I don't really have anything negative to say about the movie. The characters are great, the actors charismatic. The heroes are dreamy and inspirational, the villains wonderfully hissable. It all comes together magnificently, and I'm sure it wouldn't have taken me nearly so long to watch it except that I tend to be distractible in these marathons in the first place, just because there's so much sitting involved. I also needed to interface with my family a couple times, as when they presented me my Father's Day presents, which was a lovely distraction indeed. Don't take my five-plus hours of watching as any indication of my thoughts on the movie. 

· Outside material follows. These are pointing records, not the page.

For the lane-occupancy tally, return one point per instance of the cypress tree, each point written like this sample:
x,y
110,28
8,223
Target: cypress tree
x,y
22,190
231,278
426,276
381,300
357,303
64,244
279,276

The only even remotely negative thing I'll say is that it isn't a five-star movie. Not quite. For a person who tends to give out lots of 4.5 stars -- in fact, exactly 24 since the last time I gave out five -- I'm obviously really picky about the fives. I have to leave the movie with an absolute certainty of its near perfection, and with Lagaan, I just didn't quite get to that level. 

But my, what a good movie this is.

And it can't help but seem downhill from here. I've got three more picks in Audient Bollywood, and they will have a hard time living up to Lagaan. But I'd like to pick up one more pre-2000 film, one more top ten dance film, and then one final title that actually had a minor cultural moment this year -- which I will explain when the time comes.